Cette combinaison impose un choix difficile aux constructeurs. Répercuter les coûts sur les clients risque de freiner les commandes, tandis que maintenir les prix réduit les marges. Les entreprises italiennes continuent néanmoins de résister au ralentissement et d’investir fortement dans leurs produits, a indiqué Piero Formenti. Il y voit la preuve de la solidité fondamentale du secteur et de sa capacité de réaction.

La guerre en Ukraine a également affecté la demande au-delà de la catégorie des plus grands yachts. D’après Piero Formenti, la fin du conflit pourrait rouvrir le marché aux capitaux russes et ukrainiens, ainsi qu’à la demande de toute la région. Il n’a toutefois fourni aucune prévision précise de reprise.

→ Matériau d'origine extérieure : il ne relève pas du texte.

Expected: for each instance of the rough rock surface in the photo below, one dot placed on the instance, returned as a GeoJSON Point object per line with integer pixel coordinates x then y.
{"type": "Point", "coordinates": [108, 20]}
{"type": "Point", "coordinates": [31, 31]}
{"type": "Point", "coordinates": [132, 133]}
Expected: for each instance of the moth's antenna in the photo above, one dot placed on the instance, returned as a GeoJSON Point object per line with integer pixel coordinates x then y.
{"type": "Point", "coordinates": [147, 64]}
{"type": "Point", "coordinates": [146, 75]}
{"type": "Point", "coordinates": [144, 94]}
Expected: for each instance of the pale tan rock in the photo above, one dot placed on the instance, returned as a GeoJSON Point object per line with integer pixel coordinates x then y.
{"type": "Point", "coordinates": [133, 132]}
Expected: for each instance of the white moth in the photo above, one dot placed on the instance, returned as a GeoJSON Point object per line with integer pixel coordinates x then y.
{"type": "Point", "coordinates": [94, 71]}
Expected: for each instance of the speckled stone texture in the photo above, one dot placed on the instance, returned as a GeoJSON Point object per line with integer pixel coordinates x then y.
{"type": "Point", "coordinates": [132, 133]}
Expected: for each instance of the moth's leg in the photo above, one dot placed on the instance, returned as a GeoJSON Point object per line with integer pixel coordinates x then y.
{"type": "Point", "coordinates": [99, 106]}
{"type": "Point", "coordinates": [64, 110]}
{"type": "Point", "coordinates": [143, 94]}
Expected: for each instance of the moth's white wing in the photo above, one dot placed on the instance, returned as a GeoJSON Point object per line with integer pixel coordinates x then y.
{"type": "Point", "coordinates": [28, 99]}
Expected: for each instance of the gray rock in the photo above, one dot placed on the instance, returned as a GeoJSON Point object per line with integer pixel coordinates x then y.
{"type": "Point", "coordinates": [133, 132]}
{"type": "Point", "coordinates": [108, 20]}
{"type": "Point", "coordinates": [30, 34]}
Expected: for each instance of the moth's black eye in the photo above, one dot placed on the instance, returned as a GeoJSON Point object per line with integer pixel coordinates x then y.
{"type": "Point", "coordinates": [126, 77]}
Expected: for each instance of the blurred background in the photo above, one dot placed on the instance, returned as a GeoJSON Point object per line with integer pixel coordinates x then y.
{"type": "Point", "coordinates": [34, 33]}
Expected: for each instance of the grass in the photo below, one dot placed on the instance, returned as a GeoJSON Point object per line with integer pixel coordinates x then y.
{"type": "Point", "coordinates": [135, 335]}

Le tourisme et la location restent mieux orientés

Le tourisme nautique et la location enregistrent une évolution plus favorable, avec de bonnes tendances pour les réservations et la fréquentation, selon le Corriere della Sera. L’organisation professionnelle considère les clients actuels de la location comme de possibles futurs propriétaires. Les restrictions instaurées par la France, notamment sur le mouillage le long de certaines portions du littoral, renforcent aussi l’attractivité des côtes italiennes et augmentent la présence de bateaux de plaisance en Italie.

Les relations du secteur avec le gouvernement italien se sont améliorées. Des règles antérieures, adoptées sous le gouvernement de Mario Monti, avaient favorisé le départ de bateaux vers la France et la Croatie. Piero Formenti estime que les institutions comprennent désormais mieux la contribution de la plaisance à l’emploi, au produit intérieur brut et au rayonnement international de l’industrie italienne.

Le salon de Gênes cible les chantiers et les affaires internationales

Le Salon nautique international de Gênes se déroulera du 1-6 octobre. Son déplacement depuis septembre doit éviter un calendrier trop serré entre les salons de Cannes et de Monaco. Confindustria Nautica s’attend à ce que ces dates permettent aux grands chantiers de participer davantage et d’exposer des bateaux plus imposants. Les distributeurs du sud de l’Italie en bénéficieront également, car beaucoup sont encore très occupés en septembre.

Le front de mer réaménagé et le Palasport désormais opérationnel étofferont les services du salon. Le bâtiment compte 74 commerces ouverts et un étage entier consacré à la restauration. Son arène sportive accueillera des activités reliant nautisme, innovation, culture maritime, institutions et formation. Le salon renforcera également ses programmes consacrés aux affaires internationales, à la durabilité et au design. Gênes permettra ainsi de vérifier si la demande résistante pour les grands yachts et le tourisme nautique peut soutenir une reprise plus large de l’industrie italienne.